Save these as .potx files and store them in a shared folder that everyone can access. Could be OneDrive, SharePoint, whatever your company uses for file sharing.

Now when someone creates a presentation, they start with accessibility already baked in instead of trying to add it later.

Set Up an Alt Text System

Images, charts, and graphics need alternative text descriptions. This isn’t optional and it’s not something you can skip when you’re in a hurry.

Create a team workflow for handling alt text. Person creating the slide writes initial alt text. Someone else reviews it for clarity and completeness. Keep descriptions concise but informative. “Chart showing sales data” is useless. “Bar chart showing 25% increase in Q3 sales compared to Q2” is helpful.

For complex charts and graphs, consider adding the data in a table on a separate slide or in the speaker notes. Screen reader users need access to the actual numbers, not just a description of what the chart looks like.

Establish Clear Quality Assurance Steps

Use PowerPoint’s built-in Accessibility Checker. It’s not perfect but it catches obvious problems like missing alt text or poor color contrast. Make running this check part of your standard review process.

Test with keyboard navigation. Tab through your slides without using a mouse. If you can’t access everything with just keyboard commands, neither can users who rely on assistive technology.

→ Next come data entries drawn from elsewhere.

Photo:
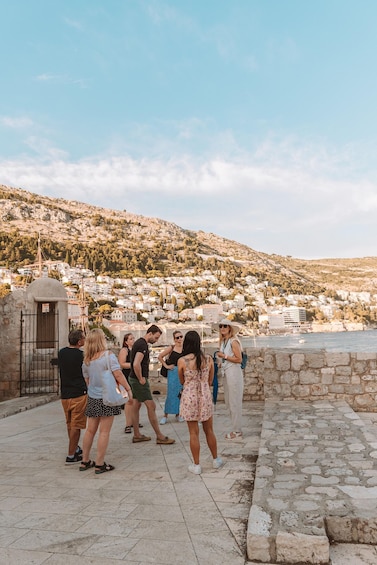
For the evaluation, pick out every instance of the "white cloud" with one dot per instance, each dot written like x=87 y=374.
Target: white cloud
x=16 y=123
x=61 y=79
x=281 y=195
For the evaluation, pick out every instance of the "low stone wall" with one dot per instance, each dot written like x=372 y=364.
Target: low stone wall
x=10 y=349
x=311 y=375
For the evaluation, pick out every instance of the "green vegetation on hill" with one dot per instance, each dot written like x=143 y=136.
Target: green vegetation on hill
x=120 y=243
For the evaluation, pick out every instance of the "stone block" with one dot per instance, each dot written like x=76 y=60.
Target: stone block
x=334 y=359
x=366 y=530
x=344 y=371
x=366 y=356
x=297 y=361
x=342 y=379
x=337 y=389
x=359 y=367
x=289 y=377
x=302 y=548
x=269 y=361
x=283 y=361
x=319 y=390
x=307 y=377
x=258 y=535
x=315 y=360
x=327 y=379
x=339 y=528
x=301 y=391
x=363 y=400
x=258 y=548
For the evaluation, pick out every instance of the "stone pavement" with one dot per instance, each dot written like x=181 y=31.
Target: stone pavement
x=149 y=510
x=316 y=480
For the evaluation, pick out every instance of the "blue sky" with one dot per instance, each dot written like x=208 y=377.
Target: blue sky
x=252 y=119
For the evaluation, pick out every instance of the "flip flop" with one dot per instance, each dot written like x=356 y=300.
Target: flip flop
x=85 y=465
x=103 y=468
x=165 y=441
x=233 y=435
x=140 y=439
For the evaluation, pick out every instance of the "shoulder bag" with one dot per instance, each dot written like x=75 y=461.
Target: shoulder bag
x=113 y=394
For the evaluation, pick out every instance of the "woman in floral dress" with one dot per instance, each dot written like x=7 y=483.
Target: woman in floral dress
x=195 y=373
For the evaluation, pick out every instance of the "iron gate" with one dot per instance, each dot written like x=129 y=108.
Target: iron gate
x=39 y=351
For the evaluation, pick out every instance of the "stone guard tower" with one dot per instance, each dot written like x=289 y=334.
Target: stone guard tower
x=33 y=327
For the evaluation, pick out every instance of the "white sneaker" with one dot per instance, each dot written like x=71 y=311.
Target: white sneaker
x=196 y=469
x=217 y=463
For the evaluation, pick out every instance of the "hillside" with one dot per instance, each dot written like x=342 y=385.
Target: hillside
x=119 y=242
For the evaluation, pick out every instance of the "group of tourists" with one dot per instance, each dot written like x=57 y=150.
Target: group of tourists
x=190 y=374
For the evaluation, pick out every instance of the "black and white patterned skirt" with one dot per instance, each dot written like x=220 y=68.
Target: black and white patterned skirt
x=96 y=408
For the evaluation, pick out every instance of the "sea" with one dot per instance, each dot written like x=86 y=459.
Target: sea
x=360 y=341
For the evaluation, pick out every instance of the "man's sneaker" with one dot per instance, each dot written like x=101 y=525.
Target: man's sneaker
x=217 y=463
x=196 y=469
x=75 y=459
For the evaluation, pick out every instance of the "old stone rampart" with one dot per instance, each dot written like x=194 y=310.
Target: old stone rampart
x=311 y=375
x=10 y=348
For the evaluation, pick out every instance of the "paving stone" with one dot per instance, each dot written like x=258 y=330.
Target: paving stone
x=331 y=460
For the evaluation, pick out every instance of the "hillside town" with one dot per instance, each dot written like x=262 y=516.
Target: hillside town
x=196 y=300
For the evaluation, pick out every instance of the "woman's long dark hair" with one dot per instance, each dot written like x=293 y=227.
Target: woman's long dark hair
x=191 y=344
x=126 y=336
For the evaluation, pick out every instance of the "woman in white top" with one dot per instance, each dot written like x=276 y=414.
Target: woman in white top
x=231 y=356
x=100 y=416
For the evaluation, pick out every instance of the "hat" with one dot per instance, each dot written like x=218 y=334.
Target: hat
x=226 y=322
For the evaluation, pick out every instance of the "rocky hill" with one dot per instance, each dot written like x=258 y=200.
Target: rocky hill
x=124 y=243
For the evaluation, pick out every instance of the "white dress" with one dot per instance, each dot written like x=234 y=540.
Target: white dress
x=233 y=386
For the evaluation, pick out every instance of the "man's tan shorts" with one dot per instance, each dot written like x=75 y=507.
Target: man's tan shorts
x=74 y=409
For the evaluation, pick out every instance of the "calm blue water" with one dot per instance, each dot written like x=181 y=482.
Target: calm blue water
x=364 y=341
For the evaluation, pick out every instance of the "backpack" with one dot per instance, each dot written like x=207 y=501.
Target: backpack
x=244 y=356
x=244 y=360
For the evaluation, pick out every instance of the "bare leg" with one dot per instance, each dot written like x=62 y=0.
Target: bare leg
x=194 y=440
x=210 y=437
x=103 y=439
x=135 y=416
x=151 y=408
x=91 y=431
x=128 y=411
x=74 y=436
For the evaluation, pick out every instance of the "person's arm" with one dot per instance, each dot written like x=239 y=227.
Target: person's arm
x=137 y=367
x=211 y=371
x=164 y=354
x=181 y=371
x=85 y=373
x=122 y=358
x=121 y=379
x=236 y=350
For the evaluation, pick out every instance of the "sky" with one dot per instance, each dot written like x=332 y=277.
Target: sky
x=251 y=119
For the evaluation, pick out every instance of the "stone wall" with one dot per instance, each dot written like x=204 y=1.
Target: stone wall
x=312 y=375
x=10 y=349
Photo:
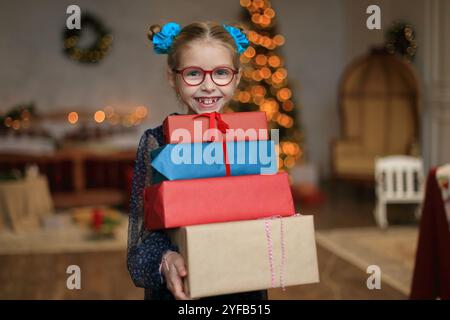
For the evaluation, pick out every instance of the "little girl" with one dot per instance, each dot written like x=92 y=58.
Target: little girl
x=204 y=70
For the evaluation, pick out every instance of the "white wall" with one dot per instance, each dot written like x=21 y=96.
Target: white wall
x=323 y=36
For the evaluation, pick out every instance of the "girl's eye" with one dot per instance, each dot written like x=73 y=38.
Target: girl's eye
x=222 y=72
x=193 y=73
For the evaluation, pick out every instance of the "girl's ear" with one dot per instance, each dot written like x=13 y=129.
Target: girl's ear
x=171 y=77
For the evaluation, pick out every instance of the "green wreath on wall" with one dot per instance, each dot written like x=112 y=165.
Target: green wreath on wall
x=400 y=39
x=97 y=50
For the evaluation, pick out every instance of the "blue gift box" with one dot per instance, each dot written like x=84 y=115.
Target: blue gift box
x=206 y=160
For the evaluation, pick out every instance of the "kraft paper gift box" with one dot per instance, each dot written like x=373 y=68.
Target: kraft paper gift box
x=179 y=203
x=254 y=123
x=207 y=160
x=233 y=257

Have someone on your team test with screen reader software. NVDA is free and will show you exactly how your presentation sounds to someone who can’t see it.

Team Systems That Actually Work

Assign Accessibility Roles

Don’t make accessibility everyone’s job because then it becomes nobody’s job. Assign specific responsibilities to team members.

One person becomes your accessibility champion. They stay current on requirements, maintain your templates, and review final presentations. Another person handles alt text review and approval. Someone else manages color palette compliance and design consistency.

When you have clear ownership, things actually get done instead of falling through the cracks.

Create Review Checklists

Build simple checklists that people can follow without needing to become accessibility experts. Include items like: all images have alt text, color contrast passes requirements, headings use proper hierarchy, slide titles are descriptive.

Make these checklists part of your standard presentation review process, not something extra that people can skip when they’re busy. Here’s a sample checklist from University of Waterloo.

Plan for Different Presentation Types

Client presentations might need full accessibility compliance depending on who you’re presenting to. Internal team meetings might have different requirements. Training presentations definitely need to be accessible since they’re often recorded and shared.

Figure out what level of accessibility different presentation types need and build those requirements into your templates and workflows.

Making This Actually Happen

Start small. Pick one accessibility requirement and get your team comfortable with it before adding more. Maybe start with proper alt text for images. Once that becomes automatic, add color contrast checking.

Train your team, but keep it practical. Show them how to use the tools, not the theory behind accessibility. They need to know how to write good alt text and check color contrast, not memorize WCAG guidelines.

Track your progress. Keep notes on common problems your team runs into and update your templates and processes to prevent those issues.

Most importantly, make accessibility part of your regular workflow instead of treating it like a special extra step. When it’s built into your templates and processes, it stops being extra work and just becomes how you make presentations.

The goal isn’t to become accessibility experts. The goal is to create a system where your team produces accessible presentations without having to think about it every time.